4. An article being signed by a contributor does not relieve the publisher from liability.

5. Publications relating to branches of the government, such as facts stated in connection with court action and legislative proceedings, may be published in good faith without fear of libel.

6. Good faith and honest mistakes do not excuse a verdict for libel, but are considered in mitigation of damages.

7. The term "freedom of the press" does not give a publication any special privileges, but means that the government cannot interfere with any publication so long as it complies with all the laws.

8. Mere repetition is libelous and the terms "it is said," "it is rumored," etc., do not relieve from libel.

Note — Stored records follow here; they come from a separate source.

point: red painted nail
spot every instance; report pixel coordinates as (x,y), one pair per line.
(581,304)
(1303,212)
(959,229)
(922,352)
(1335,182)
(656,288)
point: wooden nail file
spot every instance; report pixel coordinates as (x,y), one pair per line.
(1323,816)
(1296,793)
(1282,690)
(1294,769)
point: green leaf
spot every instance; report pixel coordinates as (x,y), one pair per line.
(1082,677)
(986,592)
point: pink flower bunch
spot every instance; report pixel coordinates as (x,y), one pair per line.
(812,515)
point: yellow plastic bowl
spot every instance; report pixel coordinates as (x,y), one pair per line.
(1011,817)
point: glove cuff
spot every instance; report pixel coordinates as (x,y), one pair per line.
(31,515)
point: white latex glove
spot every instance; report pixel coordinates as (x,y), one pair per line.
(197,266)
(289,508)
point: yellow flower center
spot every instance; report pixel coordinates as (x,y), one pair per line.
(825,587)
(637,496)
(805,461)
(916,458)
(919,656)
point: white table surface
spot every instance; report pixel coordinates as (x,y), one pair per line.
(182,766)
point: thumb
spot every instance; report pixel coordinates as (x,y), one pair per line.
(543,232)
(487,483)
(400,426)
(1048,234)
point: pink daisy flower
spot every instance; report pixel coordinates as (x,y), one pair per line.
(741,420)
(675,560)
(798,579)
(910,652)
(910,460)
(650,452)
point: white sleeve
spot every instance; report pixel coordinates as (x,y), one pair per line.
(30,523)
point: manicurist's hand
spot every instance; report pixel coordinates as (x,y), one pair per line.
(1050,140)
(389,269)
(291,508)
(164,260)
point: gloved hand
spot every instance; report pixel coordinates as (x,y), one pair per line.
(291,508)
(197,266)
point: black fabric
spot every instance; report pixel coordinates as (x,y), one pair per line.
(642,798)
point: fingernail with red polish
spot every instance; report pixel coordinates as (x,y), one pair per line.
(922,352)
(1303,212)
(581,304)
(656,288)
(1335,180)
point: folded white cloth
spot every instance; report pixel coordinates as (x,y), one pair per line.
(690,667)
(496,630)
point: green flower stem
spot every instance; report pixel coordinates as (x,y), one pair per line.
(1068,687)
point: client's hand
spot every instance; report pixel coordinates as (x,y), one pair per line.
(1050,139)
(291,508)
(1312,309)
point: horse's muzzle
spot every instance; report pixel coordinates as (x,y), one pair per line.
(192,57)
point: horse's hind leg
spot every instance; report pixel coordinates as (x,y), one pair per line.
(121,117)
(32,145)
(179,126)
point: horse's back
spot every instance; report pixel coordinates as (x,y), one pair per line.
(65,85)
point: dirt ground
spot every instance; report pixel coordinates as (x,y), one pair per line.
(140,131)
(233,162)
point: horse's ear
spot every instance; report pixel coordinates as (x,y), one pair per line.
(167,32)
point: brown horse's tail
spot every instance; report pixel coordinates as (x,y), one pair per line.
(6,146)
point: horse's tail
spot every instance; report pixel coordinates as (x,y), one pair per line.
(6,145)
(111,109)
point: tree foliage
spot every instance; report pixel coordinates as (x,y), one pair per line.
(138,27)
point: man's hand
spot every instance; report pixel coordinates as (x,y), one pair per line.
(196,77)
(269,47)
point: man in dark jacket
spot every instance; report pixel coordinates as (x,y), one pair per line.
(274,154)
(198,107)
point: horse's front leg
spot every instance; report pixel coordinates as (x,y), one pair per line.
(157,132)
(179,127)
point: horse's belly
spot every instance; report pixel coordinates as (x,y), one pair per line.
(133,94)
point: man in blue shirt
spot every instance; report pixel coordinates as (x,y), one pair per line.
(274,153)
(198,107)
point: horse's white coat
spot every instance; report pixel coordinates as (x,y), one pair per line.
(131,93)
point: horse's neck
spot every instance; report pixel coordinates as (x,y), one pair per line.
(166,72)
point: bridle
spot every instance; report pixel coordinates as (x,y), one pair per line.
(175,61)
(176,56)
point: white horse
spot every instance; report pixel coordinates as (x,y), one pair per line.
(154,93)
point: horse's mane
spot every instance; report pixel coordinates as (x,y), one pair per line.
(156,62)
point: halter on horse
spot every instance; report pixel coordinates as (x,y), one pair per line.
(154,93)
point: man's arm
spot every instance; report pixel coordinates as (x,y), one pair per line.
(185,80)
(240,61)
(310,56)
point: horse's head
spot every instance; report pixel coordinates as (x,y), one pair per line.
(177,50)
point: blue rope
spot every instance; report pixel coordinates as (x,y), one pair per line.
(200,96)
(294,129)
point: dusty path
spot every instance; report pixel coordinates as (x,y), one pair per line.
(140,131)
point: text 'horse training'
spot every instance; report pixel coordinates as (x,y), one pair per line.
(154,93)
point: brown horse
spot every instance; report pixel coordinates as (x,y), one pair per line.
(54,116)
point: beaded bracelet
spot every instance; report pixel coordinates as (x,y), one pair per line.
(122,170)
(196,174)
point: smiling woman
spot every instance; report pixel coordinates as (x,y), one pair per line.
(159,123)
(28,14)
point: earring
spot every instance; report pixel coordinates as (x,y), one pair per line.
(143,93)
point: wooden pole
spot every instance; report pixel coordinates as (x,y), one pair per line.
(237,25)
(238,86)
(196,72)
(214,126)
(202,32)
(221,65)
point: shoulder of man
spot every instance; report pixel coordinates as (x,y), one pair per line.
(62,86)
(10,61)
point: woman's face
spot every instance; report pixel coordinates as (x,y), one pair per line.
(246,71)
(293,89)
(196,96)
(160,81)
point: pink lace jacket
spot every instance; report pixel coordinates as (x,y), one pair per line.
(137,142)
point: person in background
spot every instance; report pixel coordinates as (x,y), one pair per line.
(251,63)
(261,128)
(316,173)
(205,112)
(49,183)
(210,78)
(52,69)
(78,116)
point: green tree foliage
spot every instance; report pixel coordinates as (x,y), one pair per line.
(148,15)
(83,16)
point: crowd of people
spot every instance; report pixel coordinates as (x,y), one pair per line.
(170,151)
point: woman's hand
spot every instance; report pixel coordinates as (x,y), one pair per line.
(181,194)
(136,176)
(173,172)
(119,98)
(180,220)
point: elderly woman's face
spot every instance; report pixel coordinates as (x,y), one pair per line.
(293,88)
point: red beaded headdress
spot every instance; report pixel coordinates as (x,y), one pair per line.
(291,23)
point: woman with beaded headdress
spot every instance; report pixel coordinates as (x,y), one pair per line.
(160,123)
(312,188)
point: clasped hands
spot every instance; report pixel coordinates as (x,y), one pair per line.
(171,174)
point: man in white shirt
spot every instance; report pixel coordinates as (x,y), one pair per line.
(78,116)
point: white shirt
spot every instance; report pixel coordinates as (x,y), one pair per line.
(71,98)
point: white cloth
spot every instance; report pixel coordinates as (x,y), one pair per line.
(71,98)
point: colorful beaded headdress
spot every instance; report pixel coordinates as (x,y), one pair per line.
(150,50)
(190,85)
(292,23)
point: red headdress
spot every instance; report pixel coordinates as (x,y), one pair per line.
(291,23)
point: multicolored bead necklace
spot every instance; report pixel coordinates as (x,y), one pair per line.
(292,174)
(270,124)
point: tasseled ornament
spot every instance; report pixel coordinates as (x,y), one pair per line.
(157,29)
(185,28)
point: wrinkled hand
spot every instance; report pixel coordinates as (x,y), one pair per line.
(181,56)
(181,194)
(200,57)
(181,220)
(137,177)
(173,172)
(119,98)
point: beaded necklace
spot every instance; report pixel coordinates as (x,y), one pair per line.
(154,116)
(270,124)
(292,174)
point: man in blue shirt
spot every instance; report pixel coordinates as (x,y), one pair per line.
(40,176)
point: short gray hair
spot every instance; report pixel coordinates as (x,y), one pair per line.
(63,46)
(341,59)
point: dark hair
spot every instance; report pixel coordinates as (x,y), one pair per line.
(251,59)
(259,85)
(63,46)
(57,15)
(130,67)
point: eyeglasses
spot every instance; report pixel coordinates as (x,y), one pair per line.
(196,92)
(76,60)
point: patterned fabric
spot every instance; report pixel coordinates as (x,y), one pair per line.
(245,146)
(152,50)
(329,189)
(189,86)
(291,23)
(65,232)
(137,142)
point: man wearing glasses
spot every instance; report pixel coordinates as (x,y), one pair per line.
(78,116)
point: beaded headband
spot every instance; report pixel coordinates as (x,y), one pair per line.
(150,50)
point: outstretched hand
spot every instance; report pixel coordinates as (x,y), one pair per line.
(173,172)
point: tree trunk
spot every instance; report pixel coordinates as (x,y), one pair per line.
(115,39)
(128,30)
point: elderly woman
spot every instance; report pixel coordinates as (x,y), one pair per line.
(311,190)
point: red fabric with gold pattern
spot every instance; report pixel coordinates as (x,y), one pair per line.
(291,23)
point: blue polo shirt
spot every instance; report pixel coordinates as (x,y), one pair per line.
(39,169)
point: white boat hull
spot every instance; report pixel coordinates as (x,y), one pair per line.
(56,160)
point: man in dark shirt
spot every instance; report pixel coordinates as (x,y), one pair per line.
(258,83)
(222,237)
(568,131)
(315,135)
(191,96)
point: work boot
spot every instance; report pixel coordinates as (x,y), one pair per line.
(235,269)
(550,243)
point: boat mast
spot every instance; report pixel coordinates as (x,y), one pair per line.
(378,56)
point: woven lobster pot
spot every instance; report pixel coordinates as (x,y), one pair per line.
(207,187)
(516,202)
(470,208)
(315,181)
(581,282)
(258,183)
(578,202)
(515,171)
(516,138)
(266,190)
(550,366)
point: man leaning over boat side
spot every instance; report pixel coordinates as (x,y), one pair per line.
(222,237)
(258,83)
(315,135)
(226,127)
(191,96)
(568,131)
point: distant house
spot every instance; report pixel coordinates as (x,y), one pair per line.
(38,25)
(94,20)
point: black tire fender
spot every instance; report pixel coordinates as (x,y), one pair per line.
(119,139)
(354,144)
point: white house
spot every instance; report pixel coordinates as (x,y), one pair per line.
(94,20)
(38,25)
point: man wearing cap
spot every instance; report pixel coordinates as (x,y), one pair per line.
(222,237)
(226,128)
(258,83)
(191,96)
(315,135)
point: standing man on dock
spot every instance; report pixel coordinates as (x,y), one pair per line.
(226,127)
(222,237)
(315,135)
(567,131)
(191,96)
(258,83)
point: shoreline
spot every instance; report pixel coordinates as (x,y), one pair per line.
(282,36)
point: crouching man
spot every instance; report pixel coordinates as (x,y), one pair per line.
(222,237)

9. Newspapers are held responsible for everything published as purported facts, but may publish anything when it is absolutely

true.

What People Want to Read. - "People want to read about what other people are doing, about what is happening to other people," said "Dorothy Dix" (Mrs. Elizabeth Meriwether Gilman ). "That is why we are all hungry for news. We want to hear about

the baby that is born next door, and the neighbor who is dying. We are interested in the love affair of the girl across the way, and the Jones's new automobile. And this is true of the highbrows as well as the lowbrows.

"Our eternal interest is in people. Nine people out of ten skip all the descriptions in a novel, and get to the human drama. They don't care a rap about the most marvelous account of a jungle or a desert or a sunrise ; what they want to know is whether Cecil Montmorency clasped Lady Gwendolyn to his manly breast or not.

"What the general public wants to read about is something of human interest, something that will make them laugh, or cry, and people want to read something that is within the range of their own experience, something that either has happened to them, or that might happen to them, except for the grace of God.

"That is the fascination, I think, that crime stories have for people. It stirs a housewife's imagination to read of some beautiful chorus girl who revenges herself on a fickle lover by murdering him, and makes her wonder if she ever could have done a thing like that.

"It interests the slow, plodding man who lives in a rut, to read about criminals who carry their lives in their hands, and he wonders if he could have ever dared take such risks. Most people's lives are very monotonous, and they like something that takes them out of themselves.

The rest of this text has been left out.